Language Model using Char RNN

Suresh Pasumarthi
7 min readMar 1, 2019

The language model is a very important application in NLP, where sequence RNN based models(LSTM) are used. The Language models are used for Text Generation by learning on a large corpus of text data.

The famous Andrew Karpathy char RNN, where he trained LM on the entire code of language model on Unix was able to learn to code from this kind of training process. It was able to generate code on its own. Even though the generated code made little sense, it managed to learn a lot of syntactical patterns to reproduce.

In this article, we will explain how a Language model is trained using LSTM along with the prepossessing steps that are required for cleaning and making the data ready to train the model

The dataset we use is “Alice in Wonderland” book. The entire text from this book is taken as the corpus to train our model. Like Karpathy char RNN which is trained on Unix code, to generate more in the style of Unix code. Our model after training will start generating text with the style it has seen in the book corpus. Like Karpathy char RNN, our model is also based on character level encodings.

Theoretical understanding of LM:

Text generation or Language Model uses a sequence model like LSTM layer. A sentence is a time series sequential structure with the basic unit of a character or a word repeating/recurring. What we generate over time should have syntactic and semantic meaning, and style similar to the corpus it is trained.

Our article is based on character level unit recurrences. We divide the corpus at the character level, pass one group of characters at a time.
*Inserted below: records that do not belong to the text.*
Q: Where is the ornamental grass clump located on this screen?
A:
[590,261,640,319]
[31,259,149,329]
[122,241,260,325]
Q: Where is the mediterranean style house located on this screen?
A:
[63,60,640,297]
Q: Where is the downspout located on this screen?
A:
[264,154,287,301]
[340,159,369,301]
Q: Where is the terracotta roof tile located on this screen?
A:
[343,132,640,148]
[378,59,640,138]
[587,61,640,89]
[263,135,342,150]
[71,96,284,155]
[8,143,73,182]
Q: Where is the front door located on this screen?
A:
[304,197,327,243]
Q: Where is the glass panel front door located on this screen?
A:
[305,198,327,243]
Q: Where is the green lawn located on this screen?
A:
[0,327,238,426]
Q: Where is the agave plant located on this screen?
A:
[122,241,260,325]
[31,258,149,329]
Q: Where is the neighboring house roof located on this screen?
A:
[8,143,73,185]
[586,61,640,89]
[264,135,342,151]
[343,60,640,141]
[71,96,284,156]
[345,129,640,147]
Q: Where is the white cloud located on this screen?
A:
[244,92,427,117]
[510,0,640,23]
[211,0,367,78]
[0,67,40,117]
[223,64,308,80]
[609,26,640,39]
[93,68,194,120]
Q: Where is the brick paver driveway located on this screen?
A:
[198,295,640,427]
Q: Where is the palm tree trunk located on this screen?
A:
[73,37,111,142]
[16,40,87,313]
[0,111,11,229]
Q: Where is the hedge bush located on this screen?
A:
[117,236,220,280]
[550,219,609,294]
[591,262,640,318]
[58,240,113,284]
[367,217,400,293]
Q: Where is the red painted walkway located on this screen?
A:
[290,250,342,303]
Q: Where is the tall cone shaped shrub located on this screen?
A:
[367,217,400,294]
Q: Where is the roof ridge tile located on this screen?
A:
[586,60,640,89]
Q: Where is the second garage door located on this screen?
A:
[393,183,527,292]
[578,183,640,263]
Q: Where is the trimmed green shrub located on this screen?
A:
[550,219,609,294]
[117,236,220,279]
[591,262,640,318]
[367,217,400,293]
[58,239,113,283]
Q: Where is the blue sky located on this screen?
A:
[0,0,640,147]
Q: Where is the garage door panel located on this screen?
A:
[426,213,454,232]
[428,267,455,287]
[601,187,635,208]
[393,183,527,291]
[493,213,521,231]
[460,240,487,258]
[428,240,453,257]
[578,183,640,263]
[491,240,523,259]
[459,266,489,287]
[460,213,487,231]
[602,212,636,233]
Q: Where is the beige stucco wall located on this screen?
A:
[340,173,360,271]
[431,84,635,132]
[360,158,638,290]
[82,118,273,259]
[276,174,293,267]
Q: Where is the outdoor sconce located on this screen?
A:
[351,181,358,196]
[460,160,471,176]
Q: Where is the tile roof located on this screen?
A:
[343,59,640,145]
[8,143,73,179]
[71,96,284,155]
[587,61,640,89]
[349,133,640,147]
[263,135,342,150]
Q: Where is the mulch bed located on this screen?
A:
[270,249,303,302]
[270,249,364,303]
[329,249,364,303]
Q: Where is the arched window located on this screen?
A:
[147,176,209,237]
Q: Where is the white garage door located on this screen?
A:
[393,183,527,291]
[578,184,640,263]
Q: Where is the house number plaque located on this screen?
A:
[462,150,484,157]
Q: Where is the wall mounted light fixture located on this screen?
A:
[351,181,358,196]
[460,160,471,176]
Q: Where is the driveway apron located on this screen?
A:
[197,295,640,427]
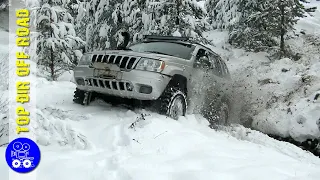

Each training pattern of the network is comprised of 100-time steps of one character (X) followed by one character output (y). When creating these sequences, we slide this window along the whole book one character at a time, allowing each character a chance to be learned from the 100 characters that preceded it (except the first 100 characters of course). The first group of 100 characters is sent to the LSTM model to predict the next character(101st) In the next step this 100 character input window will move one character step and now we pass characters from 2nd to 101st to predict the next character(102nd) and so on.

Training:

During training, we have the entire text corpus available. From this, we pick first 100 characters as input and 101st character as output. This will be our first data sample. Next, move this window by a character and pass next 100 characters from 2nd character to 101st character. Note that 99 characters from the first window and second window will overlap. In general, any window and it’s immediately previous and subsequent windows will overlap by 99 characters. The character predicted during the first sample will be included as part of the 100 character window for the next sample. In this way we end up covering entire text corpus of “Alice in Wonderland” book, like Karpathy would have covered his entire Unix source code.

Inference:

Once the training part is done, our LSTM model has learned the language, style and all possible subtleties of the book. Now it is ready to generate text in the style of what it has learned.

During inference, we follow steps very similar to training. But with a minor difference during initial stages. The 100 character window for which we need 100 character text is not available during Inference. For this, we can take a “seed” of 100 characters from the data, to get started. Using this seed we will generate a 101st character. Move the window as we did during training, by leaving out the first character and including newly generated character to be part of its new window to generate the 102nd character. In this manner, we continue to generate as many characters, words, lines, paragraphs, pages or books of text we want.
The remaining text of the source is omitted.